NOTE: By default everything is refused, except for localhost.

Options include:

• deny - Drop message.
• refuse - Polite error reply.
• allow - Recursive ok.
• allow_setrd - Recursive ok, rd bit is forced on.
• allow_snoop - Recursive and non-recursive ok.
• deny_non_local - Drop queries unless can be answered from local-data.
• refuse_non_local - Like deny_non_local but polite error reply.

NOTE: There are many good reasons for restricting access to your DNS server.

The first one is that a DNS server may be used as part of a denial of service attack.

• A common technique is to send queries with spoofed IP addresses to exposed recursive DNS servers, which will send their responses to what they think is the computer that made the query in the first place.
• In practice, it means that an attacker can ask the recursive server for a DNS record using a fake IP, and the owner of the IP address that was faked will get the response.
• This means that an evil entity can force a recursive server to flood a victim with DNS responses and therefore use the server as a proxy for a denial of service attack.

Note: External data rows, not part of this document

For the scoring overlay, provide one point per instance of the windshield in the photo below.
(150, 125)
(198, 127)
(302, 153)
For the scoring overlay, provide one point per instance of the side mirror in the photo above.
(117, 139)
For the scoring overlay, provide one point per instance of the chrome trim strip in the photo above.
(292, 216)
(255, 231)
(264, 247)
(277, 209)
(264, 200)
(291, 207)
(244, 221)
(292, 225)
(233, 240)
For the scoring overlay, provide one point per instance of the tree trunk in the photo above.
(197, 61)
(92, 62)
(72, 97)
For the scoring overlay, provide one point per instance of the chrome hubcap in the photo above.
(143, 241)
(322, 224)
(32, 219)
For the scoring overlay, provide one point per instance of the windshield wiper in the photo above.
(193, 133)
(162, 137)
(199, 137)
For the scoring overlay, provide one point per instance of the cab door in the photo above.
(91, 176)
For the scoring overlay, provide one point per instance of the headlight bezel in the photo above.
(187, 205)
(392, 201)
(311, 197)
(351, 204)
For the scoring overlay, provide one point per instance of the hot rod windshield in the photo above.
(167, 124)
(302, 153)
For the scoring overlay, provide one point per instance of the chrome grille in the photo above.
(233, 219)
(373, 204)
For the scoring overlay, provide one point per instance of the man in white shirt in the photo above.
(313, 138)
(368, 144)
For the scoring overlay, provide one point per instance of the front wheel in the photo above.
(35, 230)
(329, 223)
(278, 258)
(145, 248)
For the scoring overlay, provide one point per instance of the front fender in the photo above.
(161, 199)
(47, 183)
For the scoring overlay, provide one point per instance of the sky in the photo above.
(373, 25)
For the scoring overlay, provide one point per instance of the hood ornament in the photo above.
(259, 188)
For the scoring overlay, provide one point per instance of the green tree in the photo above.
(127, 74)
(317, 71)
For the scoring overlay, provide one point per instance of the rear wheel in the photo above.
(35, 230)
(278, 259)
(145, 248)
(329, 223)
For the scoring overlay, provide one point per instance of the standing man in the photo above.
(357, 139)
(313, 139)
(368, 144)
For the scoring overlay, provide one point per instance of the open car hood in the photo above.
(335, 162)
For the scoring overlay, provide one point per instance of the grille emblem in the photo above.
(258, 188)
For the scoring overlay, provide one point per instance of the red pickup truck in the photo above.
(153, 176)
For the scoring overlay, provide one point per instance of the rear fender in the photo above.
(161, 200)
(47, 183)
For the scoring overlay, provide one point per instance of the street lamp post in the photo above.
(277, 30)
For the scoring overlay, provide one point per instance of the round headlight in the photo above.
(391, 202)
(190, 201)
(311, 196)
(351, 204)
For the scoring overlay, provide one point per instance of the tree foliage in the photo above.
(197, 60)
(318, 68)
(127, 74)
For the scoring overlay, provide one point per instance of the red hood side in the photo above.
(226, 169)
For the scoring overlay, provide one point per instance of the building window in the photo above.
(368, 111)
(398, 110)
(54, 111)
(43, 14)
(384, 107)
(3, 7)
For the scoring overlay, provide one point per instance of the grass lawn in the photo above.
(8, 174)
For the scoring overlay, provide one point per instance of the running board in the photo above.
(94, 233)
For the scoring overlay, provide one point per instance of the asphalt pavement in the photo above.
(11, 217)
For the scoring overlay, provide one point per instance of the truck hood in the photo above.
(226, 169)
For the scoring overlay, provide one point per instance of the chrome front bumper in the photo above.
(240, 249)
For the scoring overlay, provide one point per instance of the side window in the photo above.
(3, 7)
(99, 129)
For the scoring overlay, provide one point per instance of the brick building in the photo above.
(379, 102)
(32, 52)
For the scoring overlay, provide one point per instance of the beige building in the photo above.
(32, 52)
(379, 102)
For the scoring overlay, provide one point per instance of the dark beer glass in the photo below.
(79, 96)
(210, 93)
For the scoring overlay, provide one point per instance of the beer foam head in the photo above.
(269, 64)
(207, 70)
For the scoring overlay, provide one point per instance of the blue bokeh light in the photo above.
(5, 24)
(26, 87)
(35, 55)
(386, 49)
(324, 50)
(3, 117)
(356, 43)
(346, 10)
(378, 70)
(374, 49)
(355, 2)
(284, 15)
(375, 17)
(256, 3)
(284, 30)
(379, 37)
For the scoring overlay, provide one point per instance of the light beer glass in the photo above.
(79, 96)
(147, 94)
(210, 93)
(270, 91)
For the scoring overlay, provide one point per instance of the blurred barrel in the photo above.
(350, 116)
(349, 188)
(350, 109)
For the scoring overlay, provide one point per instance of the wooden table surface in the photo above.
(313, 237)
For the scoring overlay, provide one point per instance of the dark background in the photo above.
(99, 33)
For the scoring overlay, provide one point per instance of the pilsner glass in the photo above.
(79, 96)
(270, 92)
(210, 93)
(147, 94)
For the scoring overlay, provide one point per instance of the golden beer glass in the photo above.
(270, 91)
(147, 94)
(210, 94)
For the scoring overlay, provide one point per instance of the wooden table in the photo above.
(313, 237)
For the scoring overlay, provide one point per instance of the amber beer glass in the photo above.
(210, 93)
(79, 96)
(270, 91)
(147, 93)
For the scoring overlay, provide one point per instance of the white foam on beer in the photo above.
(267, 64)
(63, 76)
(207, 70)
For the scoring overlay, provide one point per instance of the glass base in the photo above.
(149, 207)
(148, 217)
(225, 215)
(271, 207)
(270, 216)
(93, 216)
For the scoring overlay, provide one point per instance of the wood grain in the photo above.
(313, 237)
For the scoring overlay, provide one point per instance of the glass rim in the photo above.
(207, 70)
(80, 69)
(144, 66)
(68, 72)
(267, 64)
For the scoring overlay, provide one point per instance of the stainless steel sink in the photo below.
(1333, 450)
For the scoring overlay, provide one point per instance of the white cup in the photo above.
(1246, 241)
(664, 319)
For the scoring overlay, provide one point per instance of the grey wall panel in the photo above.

Another reason is that a local DNS server might contain sensitive DNS entries that are not intended to be known by outsiders.

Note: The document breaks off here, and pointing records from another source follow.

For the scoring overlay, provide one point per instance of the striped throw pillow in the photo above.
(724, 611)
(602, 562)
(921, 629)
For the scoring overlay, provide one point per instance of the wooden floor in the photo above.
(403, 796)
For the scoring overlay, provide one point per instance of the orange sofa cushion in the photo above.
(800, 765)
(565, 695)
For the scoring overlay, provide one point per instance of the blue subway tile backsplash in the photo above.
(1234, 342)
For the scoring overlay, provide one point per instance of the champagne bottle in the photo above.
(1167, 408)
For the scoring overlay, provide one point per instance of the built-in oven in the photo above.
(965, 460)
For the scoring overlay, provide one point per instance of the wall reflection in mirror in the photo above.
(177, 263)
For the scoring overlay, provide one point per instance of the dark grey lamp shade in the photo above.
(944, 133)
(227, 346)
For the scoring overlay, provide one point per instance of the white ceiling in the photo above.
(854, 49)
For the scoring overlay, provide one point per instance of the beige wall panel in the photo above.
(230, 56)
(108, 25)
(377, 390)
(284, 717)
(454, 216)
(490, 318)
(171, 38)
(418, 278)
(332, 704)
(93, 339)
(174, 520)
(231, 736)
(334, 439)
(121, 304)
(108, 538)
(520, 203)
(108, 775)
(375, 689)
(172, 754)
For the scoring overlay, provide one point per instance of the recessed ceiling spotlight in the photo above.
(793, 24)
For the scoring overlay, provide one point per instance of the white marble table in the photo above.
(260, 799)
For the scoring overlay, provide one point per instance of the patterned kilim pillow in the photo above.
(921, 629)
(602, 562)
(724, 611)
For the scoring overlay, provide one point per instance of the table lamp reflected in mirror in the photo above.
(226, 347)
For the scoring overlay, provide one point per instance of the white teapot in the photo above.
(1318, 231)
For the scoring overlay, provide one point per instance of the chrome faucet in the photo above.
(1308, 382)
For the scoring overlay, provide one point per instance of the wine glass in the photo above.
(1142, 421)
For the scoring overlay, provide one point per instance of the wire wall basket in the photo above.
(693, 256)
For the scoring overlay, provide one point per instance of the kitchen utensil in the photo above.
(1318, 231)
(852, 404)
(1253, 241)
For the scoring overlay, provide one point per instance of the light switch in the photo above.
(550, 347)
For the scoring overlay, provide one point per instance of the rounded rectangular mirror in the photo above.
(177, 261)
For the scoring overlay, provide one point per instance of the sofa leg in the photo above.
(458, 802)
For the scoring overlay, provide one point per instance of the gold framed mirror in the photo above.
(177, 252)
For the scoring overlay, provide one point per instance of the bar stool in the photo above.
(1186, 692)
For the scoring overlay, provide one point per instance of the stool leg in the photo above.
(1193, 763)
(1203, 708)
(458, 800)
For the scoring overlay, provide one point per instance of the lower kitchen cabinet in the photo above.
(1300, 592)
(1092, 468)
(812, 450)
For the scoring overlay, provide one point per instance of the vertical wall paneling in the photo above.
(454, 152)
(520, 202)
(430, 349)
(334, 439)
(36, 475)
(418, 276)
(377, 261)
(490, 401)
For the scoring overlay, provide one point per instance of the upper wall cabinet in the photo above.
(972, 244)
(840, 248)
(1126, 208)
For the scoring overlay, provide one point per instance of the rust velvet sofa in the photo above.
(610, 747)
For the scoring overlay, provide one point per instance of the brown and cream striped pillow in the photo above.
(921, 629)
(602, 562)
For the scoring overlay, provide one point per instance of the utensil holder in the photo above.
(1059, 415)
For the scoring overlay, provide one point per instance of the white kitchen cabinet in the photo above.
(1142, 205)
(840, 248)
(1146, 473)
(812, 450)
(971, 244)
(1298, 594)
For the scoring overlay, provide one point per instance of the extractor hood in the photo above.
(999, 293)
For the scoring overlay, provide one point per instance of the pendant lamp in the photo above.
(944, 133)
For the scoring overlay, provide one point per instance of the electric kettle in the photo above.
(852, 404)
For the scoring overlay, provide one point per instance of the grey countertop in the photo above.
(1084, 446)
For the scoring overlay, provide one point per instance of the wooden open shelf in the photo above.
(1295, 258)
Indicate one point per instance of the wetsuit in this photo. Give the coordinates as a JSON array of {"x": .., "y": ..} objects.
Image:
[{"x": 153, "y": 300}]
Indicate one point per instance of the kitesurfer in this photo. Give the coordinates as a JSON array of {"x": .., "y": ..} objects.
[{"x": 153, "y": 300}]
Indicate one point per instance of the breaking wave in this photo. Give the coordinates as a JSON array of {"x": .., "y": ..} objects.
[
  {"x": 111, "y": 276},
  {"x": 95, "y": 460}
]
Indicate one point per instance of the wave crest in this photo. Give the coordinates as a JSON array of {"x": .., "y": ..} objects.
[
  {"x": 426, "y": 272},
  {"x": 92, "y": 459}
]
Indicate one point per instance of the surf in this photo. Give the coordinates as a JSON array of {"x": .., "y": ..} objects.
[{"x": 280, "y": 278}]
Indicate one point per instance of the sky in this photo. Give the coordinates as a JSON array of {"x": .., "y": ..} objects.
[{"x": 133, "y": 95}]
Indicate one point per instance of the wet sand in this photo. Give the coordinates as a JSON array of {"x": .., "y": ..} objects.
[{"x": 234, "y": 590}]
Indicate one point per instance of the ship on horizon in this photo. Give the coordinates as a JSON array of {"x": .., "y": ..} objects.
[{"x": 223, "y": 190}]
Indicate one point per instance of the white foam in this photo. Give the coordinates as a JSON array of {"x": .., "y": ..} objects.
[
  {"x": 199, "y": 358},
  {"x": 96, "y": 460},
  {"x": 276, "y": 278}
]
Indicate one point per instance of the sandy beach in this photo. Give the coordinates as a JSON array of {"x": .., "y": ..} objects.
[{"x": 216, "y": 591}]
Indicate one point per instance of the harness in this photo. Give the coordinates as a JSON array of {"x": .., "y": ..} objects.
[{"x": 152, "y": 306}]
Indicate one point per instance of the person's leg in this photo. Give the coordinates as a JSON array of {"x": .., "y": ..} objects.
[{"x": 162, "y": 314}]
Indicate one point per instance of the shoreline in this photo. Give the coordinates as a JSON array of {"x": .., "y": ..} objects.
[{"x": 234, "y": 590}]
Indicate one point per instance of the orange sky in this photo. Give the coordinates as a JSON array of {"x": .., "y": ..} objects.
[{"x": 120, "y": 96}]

• If you are using a local zone for naming local resources, such as printers, cameras, and NAS servers, it is better to have that information protected from outsiders.

In addition to the Unbound configuration presented here, it is a good idea to block access to your DNS server by using appropriate firewall rules.

• DNS servers listen for queries at port 53 and may support both UDP and TCP.

The access-control directives are self-explanatory.